En principe, toute parole qui relève de la mécréance, selon le Livre d’Allah, la sunna et le consensus des savants, est jugée ainsi dans l’absolu (qawl yutlaq), comme le prouvent les arguments textuels ; la foi fait partie des lois qui émanent d’Allah et de son Messager. Elle n’est pas laissée à l’initiative des hommes laissant libre court aux passions et aux suspicions. De plus, toute personne disant ces paroles n’est pas nécessairement un kâfirsans remplir les conditions ni écarter toute restriction possible pour le vérifier. »[4]

 

« Les philosophes et les ésotéristes (tiniya) sont des mécréants dont la mécréance est manifeste chez les musulmans… toutefois, celui qui ne les connait pas vraiment ne pénètre pas leur tendance. Il est même possible de s’imprégner de certaines de leurs idées, pour celui qui ne sait pas que c’est de la mécréance. Il est donc excusable en raison de son ignorance (ma’dhûr li jahlihî). »[5]

 

« Quiconque attribue à un autre qu’Allah ce qui n’appartient qu’à Lui est également un mécréant si la preuve céleste considérant comme mécréant tous ceux qui la délaissent, est établie contre lui. »[6]

 

« Les erreurs de ceux qui font un effort d’interprétation dans les deux domaines el khabariya (ou furû’ ndt.) et el ‘almiya (ou usûl ndt.) sont pardonnées. »[7]

 

« Il est interdit de taxer un musulman de mécréant pour un péché ou une erreur qu’il a commis… »[8]

 

« Si quelqu’un se voit établir la preuve contre lui pour avoir commis ce fameux shirk, et qu’ensuite il continue à le faire, il incombe de le mettre à mort et de lui réserver le même traitement que les païens ; il ne faut pas l’enterrer dans un cimetière musulman ni prier préalablement sur lui. Quant à l’ignorant qui n’a reçu aucun savoir (sur le sujet) et qui ne pénètre pas la substance du shirk pour lequel le Prophète (r) fit verser le sang des païens, on ne peut le taxer d’apostasie. »[9]

 

Ainsi, il est interdit de taxer un ignorant d’apostat sans auparavant avoir fourni contre lui les preuves prophétiques (el hujja e-risâliya) lui éclaircissant qu’il va à l’encontre de la loi divine. C’est valable pour n’importe quel auteur d’une parole qui, en elle-même, relève de la mécréance.

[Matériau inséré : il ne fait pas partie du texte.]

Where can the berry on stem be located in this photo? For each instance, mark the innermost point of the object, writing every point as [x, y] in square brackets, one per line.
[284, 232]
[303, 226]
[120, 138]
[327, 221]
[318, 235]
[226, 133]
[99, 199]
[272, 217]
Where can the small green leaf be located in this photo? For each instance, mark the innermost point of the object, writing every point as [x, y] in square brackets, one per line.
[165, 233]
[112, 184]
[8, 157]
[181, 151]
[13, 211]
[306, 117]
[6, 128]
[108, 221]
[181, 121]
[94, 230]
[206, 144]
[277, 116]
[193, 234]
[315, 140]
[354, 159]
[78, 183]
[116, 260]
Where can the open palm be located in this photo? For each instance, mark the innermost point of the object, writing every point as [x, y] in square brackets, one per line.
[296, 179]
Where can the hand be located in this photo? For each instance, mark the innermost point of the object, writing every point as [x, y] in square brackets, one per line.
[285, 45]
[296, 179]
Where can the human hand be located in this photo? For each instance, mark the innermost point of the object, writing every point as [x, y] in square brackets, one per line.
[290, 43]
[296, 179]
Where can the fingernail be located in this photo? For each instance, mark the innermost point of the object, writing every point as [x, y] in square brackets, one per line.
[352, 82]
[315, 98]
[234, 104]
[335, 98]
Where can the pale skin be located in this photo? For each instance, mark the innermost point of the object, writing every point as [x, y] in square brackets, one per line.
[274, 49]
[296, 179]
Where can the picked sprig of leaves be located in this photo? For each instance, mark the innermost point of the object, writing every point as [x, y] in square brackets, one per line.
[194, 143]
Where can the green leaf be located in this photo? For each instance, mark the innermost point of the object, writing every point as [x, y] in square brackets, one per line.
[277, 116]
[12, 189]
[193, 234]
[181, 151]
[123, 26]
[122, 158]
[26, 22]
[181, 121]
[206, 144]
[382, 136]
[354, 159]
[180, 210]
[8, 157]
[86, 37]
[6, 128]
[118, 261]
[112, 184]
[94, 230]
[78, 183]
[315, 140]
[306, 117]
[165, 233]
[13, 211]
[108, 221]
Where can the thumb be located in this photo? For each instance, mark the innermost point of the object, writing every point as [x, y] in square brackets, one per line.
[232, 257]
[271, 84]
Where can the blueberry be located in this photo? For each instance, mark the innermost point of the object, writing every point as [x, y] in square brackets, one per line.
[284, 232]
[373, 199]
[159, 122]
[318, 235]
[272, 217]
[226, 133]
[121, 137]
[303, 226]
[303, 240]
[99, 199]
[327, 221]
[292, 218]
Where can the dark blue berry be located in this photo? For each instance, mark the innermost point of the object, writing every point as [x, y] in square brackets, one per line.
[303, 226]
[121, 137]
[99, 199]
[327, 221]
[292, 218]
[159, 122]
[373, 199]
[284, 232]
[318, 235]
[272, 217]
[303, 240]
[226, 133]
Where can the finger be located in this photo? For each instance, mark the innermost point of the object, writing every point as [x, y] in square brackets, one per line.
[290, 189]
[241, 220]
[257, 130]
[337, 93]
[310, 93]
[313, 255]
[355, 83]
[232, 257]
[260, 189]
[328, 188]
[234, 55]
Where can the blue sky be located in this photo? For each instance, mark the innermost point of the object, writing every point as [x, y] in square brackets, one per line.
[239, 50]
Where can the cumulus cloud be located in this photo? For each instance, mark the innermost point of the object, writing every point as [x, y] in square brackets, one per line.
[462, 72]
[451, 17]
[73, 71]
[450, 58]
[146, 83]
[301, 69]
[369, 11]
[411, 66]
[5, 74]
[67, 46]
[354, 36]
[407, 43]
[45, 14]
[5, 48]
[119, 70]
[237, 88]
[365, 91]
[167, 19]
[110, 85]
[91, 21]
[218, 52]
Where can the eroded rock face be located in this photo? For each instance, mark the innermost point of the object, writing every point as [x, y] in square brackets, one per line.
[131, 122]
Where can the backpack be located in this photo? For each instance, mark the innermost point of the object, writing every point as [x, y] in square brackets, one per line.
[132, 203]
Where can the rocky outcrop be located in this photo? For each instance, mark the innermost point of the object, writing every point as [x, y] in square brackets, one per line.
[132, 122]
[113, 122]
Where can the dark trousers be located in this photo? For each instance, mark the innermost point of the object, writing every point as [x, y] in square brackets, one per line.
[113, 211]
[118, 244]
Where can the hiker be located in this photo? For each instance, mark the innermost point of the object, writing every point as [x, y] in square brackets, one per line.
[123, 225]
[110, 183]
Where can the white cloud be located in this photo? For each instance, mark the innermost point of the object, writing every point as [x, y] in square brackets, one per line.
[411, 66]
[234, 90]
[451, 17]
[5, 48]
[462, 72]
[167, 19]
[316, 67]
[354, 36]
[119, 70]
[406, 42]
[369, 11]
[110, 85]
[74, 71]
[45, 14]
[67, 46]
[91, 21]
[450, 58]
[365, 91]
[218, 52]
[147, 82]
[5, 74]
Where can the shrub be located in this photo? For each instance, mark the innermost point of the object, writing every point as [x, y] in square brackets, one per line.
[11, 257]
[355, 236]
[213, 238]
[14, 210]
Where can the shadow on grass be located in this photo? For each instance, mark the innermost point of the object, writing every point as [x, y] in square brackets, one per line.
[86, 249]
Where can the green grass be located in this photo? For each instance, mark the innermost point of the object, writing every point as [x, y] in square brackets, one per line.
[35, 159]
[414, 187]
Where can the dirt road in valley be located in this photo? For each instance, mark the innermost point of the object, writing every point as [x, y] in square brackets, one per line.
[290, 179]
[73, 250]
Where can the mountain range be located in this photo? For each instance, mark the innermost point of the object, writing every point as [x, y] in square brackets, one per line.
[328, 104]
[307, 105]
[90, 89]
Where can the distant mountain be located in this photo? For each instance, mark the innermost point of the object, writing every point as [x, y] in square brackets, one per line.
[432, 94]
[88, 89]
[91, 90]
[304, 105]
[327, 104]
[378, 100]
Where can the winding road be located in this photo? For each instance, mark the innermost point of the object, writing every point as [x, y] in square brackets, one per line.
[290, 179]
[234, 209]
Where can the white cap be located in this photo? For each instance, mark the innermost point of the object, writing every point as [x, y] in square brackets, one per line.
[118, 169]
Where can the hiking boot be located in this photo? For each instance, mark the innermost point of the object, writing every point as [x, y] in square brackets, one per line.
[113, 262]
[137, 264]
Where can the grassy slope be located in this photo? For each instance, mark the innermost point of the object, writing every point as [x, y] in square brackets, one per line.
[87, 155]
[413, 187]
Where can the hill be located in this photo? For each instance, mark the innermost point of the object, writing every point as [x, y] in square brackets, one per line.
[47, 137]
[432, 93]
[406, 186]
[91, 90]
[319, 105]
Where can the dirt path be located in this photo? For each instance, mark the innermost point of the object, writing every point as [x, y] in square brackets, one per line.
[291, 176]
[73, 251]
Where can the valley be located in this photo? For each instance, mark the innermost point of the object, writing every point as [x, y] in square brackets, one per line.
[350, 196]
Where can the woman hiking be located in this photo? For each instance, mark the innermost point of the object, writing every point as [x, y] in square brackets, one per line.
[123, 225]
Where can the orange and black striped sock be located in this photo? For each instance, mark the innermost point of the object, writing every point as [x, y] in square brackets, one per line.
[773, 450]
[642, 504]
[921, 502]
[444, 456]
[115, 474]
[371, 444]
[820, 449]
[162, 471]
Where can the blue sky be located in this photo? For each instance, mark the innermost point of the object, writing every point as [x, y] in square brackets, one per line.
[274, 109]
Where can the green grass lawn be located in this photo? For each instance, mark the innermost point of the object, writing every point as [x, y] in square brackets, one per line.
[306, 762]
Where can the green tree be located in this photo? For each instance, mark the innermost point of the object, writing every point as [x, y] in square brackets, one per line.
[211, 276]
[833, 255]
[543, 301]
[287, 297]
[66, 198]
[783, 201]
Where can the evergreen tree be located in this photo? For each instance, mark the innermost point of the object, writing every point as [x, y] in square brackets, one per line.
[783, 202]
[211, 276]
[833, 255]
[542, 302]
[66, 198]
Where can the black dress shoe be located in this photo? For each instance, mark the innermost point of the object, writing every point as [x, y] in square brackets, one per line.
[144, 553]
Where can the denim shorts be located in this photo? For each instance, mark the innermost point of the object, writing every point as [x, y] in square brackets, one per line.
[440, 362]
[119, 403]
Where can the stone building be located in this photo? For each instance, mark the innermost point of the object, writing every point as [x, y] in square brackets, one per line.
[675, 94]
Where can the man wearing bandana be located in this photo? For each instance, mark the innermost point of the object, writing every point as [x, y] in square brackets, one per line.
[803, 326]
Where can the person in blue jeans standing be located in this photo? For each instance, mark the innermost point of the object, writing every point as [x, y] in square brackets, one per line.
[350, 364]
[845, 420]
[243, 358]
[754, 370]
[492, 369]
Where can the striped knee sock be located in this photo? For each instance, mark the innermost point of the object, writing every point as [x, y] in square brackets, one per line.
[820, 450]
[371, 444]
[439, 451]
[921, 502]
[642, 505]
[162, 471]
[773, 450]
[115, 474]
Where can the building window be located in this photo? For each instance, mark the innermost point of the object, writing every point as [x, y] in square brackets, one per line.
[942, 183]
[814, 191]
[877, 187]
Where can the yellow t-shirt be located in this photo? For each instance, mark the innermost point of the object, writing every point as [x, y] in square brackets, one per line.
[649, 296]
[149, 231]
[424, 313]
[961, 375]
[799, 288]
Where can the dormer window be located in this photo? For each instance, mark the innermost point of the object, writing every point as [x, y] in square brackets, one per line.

En sachant que certaines hérésies (bid’a) sont plus graves que d’autres et que certains innovateurs ont une foi plus ancrée que d’autres. Personne n’est habilité à taxer de mécréant n’importe quel musulman qui a commis une erreur. Il ne convient pas de le faire avant de lui expliquer son erreur et d’établir toutes les preuves contre lui. Lorsque la foi est avérée chez un individu avec certitude, on ne peut la lui retirer sur une simple suspicion. La seule chose qui permet de le faire, c’est d’établir toutes les preuves contre lui et de dissiper de son esprit toute ambigüité (iqâmat el hujja wa izâlat e-shubha).[10]

 

Les Textes divins concernant le mauvais devenir de l’homme (wa’îd) et les paroles provenant des grandes références sur les questions du takfîr (taxer quelqu’un d’apostat), dutafsîq (taxer quelqu’un de pervers), et autres, n’impliquent pas qu’ils faillent les appliquer à une personne en particulier sauf si celle-ci répond aux conditions pour le faire et si toute restriction en est exclue.[11]

 

Sheïkh el Islam ibn Taïmiya souligne à ce sujet : « Après s’être imprégné des enseignements du Messager (r), il devient évident qu’il n’a jamais légiféré à sa communauté d’invoquer qui que ce soit parmi les morts : Prophètes, gens pieux, etc. ni à travers la formule d’el istighâtha (appel au secours) ou autre ni à travers la formule d’el isti’âna (appel au soutient) ou autre. Il n’a pas légiféré non plus à sa communauté de se prosterner devant un mort, un vivant, ou de faire toute autre chose de ce genre. Nous savons plutôt qu’il (r) a formellement interdit ce genre de choses comme il a jugé ces pratiques relevant de l’association interdite par Allah et Son Messager. Néanmoins, en raison de l’ignorance prépondérante, du nombre restreint de personnes initiées aux traces de la Prophétie parmi les dernières générations, nous ne pouvons pas condamner facilement les gens d’apostats pour ces raisons, avant de les avoir mis au courant des enseignements du Messager stipulant la non-pertinence de leurs pratiques. C’est pourquoi, je n’ai jamais démontré ce point à des personnes imprégnées du principe de l’Islam sans qu’elles se remettent en question en disant : c’est le principe même de la religion. Certains grands doyens expérimentés parmi nos amis disaient : c’est la plus grande chose que tu ais pu nous expliquer, car ils avaient pleine conscience que cela concernait le principe élémentaire de la religion. »[12]

 

À suivre…

 

Par : Karim ZENTICI

 



[1]Voir : minhâj e-sunna (4/458).

[2] E-rad ‘alâ el bakrî (2/494).

[3]Rapporté par ibn Mâja (4049) ; Sheïkh el Albânî l’a authentifié dans silsilat el ahâdîth e-sahîha (87).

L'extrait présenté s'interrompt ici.